I just finished Betsy Greer’s Knitting for Good: A Guide to Creating Personal, Social, and Political Change, Stitch by Stitch (2008, Trumpeter Books) and wanted to share some thoughts. Having discovered the ‘personal’ benefits of a regular craft practice over the past month, I was compelled to seek out writing on how to connect these benefits to broader questions and issues (as previous movements have taught, the personal is political).
Each chapter is written in an autobiographical voice, including testimonies from other knitters. Each chapter also includes a pattern for various ethical knitting projects. While the book is mainly about knitting, I think that its main principles apply across the crafting spectrum. Specifically, Greer re-iterates the importance of sharing creativity during personally and politically trying times. She identifies creativity as a human need:
Beyond providing people with basic needs such as food, water, clothing, and shelter, creativity is the most important thing we can pass on to those in need. Being able to embrace your own creativity is a step away from hope. (129)
I thought long about why I felt this to be true.
I realized that creativity is not merely a step away from hope – it is an enactment of hope. Crafting and creating enact the courage, conviction, and confidence (however shaky) in our own transformative agencies – the belief that something beautiful, good, and true can be crafted from raw materials and shared, whether these materials are our most beloved craft media or are, for instance, our social relations, or the difficult circumstances that we are often thrown into and have no choice to confront. In the various forms they take, I try to see struggles as raw material for fashioning – in the least – some understanding and compassion. I only have to remember the times when this agency felt foreclosed to really appreciate that creativity is a profound enactment of freedom and hope.
For Greer, this kind of creative engagement stems from self-knowledge – discovering what is within our own physical, financial, emotional, etc. capacities to give, and giving from that place.
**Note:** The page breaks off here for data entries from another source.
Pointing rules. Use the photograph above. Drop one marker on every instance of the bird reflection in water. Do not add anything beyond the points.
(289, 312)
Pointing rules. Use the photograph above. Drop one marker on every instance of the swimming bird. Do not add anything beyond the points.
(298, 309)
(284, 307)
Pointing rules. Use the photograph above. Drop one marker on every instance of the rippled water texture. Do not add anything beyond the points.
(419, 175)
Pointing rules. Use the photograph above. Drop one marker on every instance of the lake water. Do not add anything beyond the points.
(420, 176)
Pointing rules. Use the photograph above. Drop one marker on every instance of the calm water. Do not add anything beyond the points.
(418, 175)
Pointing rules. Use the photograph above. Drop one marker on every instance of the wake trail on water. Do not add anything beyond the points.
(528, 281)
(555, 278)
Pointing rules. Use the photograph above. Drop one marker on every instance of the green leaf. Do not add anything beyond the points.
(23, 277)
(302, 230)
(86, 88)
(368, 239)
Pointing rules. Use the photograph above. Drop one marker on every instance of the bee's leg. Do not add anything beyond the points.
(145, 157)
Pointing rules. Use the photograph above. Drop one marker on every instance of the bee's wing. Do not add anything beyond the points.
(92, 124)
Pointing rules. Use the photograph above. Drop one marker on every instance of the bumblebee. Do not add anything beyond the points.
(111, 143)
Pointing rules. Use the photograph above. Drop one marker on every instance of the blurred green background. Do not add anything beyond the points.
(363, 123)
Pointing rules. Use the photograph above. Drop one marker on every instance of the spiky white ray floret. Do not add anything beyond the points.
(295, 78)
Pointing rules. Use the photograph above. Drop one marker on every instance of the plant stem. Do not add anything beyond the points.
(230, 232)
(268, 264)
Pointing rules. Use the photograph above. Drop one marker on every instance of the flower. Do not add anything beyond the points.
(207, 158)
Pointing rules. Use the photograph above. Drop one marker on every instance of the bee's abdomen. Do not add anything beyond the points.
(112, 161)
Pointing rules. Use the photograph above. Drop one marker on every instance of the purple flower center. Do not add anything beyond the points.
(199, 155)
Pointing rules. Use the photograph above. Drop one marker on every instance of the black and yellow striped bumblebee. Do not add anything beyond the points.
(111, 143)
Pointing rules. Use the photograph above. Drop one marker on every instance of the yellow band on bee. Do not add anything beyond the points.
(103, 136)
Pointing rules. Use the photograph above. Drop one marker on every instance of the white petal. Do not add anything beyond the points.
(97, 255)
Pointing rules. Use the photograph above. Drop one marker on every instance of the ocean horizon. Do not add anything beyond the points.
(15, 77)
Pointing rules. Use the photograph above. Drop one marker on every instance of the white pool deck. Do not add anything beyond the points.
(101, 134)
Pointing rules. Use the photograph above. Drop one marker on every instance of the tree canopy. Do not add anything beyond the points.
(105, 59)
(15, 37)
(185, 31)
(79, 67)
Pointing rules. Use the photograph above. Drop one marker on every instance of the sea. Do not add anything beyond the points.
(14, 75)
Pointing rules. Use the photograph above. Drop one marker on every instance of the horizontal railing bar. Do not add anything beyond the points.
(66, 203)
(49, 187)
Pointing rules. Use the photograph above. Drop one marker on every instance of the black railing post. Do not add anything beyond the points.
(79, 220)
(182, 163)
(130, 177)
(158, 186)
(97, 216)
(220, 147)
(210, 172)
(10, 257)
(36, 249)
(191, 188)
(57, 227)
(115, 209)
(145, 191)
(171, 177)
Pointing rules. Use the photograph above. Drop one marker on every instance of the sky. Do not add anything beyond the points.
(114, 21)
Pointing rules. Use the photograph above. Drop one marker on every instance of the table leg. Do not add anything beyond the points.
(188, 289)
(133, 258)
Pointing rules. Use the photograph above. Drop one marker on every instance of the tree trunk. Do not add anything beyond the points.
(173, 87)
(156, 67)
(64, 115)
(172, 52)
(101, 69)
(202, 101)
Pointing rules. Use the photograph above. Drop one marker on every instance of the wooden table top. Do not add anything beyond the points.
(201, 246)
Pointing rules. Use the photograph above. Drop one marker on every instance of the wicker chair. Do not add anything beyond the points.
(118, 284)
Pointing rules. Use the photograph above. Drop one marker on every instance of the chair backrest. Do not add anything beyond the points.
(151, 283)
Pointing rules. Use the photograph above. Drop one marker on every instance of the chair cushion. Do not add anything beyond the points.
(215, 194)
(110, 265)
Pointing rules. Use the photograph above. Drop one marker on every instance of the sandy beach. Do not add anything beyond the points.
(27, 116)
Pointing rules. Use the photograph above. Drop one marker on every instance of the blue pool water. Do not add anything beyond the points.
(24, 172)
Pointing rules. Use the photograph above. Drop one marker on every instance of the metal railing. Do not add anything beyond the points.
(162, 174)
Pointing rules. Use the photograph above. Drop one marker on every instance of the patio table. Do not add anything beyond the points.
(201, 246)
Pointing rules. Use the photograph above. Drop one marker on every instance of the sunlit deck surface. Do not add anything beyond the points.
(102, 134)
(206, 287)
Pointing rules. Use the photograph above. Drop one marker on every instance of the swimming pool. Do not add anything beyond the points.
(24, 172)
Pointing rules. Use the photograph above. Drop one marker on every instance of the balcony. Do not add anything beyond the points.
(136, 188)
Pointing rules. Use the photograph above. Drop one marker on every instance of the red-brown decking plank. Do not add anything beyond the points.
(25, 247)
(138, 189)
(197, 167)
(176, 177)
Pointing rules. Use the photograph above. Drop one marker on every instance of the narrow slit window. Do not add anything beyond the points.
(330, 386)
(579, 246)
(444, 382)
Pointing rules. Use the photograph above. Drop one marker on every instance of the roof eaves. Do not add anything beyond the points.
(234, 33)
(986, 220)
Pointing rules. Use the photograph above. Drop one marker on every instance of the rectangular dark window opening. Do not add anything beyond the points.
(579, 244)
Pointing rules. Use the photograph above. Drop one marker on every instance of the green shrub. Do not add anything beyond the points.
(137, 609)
The key point that I think Greer articulates is that there is no standard for giving and no standard giver – the meeting point between someone’s resources and an existing need in the world will differ from person to person:
The key to working towards the greater good is knowing what to give and when to give it….Once we know what we can give, our power lies in that sphere. If we’re lucky, that sphere will become larger, expanding our capacity to want and need to work toward making the world a better place.
What resources and talents can you share to make a few people’s lives a little better? Although writing a check is a good thing, what if you either don’t believe in throwing money at a problem or don’t really have much money to throw around? Consider the basic needs we all have…Create items that address those needs. (129)
Her concrete suggestions include knitting protest banners; using knit/crafted pieces to share and express our perspectives; donating handmade items, or their proceeds, to global and local charities we stand behind; and starting local craft groups for exchanging ideas and mutual support. These are all great ideas that are compelling me to think (and craft) bigger.
For now, I would like to hold the idea in mind that creating is an ethical beginning in its own right: it enacts a desire for the better – a vision of the good – in concrete material ways while producing, cultivating, and also sustaining the person who creates. It’s a sustenance that gives me enough stability to reflect deeply on where I can take further action, and gives me enough joy to buoy me through, allowing me to pursue my course of action in the face of doubt and skepticism (both others’ and my own). Creating can also generate hopeful, joyful, and even comic symbols (words, objects, images, sounds, icons, amulets) that remind us of our strength, humour, and resilience – the stuff of longevity.
This hopeful creativity, I’m learning, can be a very effective antidote to fear and its by-products. Art and craft are one way of engaging with difference that does not reproduce the fearful politics of recrimination that we see emerging around the world today. Similarly, this book reminds me that taking a critical stance on social inequalities (a lot of recent talk has focused on ‘calling out’ and refusing to normalize forms of discrimination) is not mutually exclusive to cultivating joy and exuberance in our everyday lives. I sometimes suspect that cultivating and sharing creative exuberance (love this word) can be a powerful form of lived critique, and may have as great an impact on our communities as more direct forms of protest. I write this with an awareness that different forms of mobilization have their importance, but I think this message is at the heart of Knitting for Good, and I continue to reflect on it.
Wishing you creative peace & pleasure in the week ahead!